In the early stages use an ice pack wrapped in a cloth to cool the area for a couple of days. Avoid any movement that causes pain or discomfort, but don’t stop exercise completely (keep up your running, for example). Alternating a heat pack with an ice pack, for 20 seconds each until you have completed 5 minutes, is well worth trying.
When the pain has subsided and you can tolerate a handshake again, you can start actively exercising the area.
Start with isometric exercises (using the muscle in a stationary position). For the wrist, hold your arm out straight with your palm facing downwards. Rest your arm on a table, palm down with your wrist over the edge. Now, press down gently using your good hand and resist with the injured arm for 7 seconds, ensuring that there is no pain. Then rest for 7 seconds and repeat 7 times. This very basic exercise is called the isometric rule of seven and will stimulate the tendon to repair. Once you are able to complete it comfortably with gradually increased resistance, other exercises can be added.
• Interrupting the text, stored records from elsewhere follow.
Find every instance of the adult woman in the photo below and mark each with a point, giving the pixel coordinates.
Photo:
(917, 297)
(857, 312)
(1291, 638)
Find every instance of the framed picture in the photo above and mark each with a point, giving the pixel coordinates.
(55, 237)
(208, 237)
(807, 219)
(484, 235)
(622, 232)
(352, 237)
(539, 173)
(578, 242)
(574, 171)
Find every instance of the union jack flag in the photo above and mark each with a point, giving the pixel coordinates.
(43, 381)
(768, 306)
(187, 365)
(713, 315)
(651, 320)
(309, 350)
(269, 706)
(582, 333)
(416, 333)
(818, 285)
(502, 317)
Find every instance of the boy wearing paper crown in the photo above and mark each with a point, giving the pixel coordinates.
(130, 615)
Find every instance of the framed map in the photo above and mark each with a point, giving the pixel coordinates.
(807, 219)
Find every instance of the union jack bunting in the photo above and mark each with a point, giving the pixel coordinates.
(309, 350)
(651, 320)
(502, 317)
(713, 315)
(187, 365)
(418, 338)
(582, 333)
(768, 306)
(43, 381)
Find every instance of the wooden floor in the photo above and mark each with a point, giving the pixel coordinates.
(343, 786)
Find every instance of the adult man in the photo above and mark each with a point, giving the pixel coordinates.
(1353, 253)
Wear an elbow brace or support throughout the rehabilitation process to help protect the injury and reduce the load on the affected area.
Local administration of corticosteroids is a common treatment option to relieve the pain of tennis elbow. If you don’t experience long-term relief after a total of 3 injections over the course of a year, more injections aren’t likely to help and may even be harmful. Some doctors believe that corticosteroids should not be given to children.
Studies suggest that corticosteroid injections may give short-term relief but don’t have long-lasting benefit. The direct effects on the tissue are not fully understood, but cortisone has been shown to cause weakening of tendons and softening of cartilage, and repeated injections intensify these effects and increase the risk of potential problems. This is why many physicians limit the number of injections they offer to a patient.
While the goal of the cortisone shot is to relieve the pain of the injury, the goal of the body’s own inflammatory-reparative healing cascade is to regenerate the collagen and extracellular matrix that give the connective tissues their strength and characteristic ability to handle great strain forces. Unfortunately for many individuals, corticosteroids block this normal healing process.
Electrotherapeutic modalities such as laser, ultrasound and high-voltage galvanic stimulation may encourage the healing process, but I have treated many cases and reports from my patients have convinced me that machines and gimmicks don’t work. The most effective modalities for treating tennis elbow are those that address the cause!
AN OSTEOPATH’S PERSPECTIVE
An osteopath will take a holistic view of your symptoms as well as making a specific diagnosis. Many factors may predispose to and maintain extensor tendinopathy poor posture, bicep injuries, rotator cuff throwing injuries, repetitive action of wrist extensors, degeneration, age, and overuse of common extensor origin muscles, to name but a few.
In a tennis player with poor posture, for example, a sequence of altered body mechanics might ultimately result in symptoms. Rounded shoulders can cause internal rotation of the humerus (upper arm), with compensation at the elbow leading to supination (turning the forearm palm up). Shortening of the supinator and the biceps mean a taut end-point on extension of the arm, with disturbed force transference causing imbalance between the extensor and flexor muscles of the forearm. The osteopath would treat the above patient by reducing the mechanical disadvantage at the common extensor origin (lateral forearm), thus speeding recovery.
The sequence of events that would otherwise lead to extensor tendinopathy can even be avoided before it happens. Osteopathic treatment is potentially an extremely valuable preventive measure for the sportsman and sportwoman.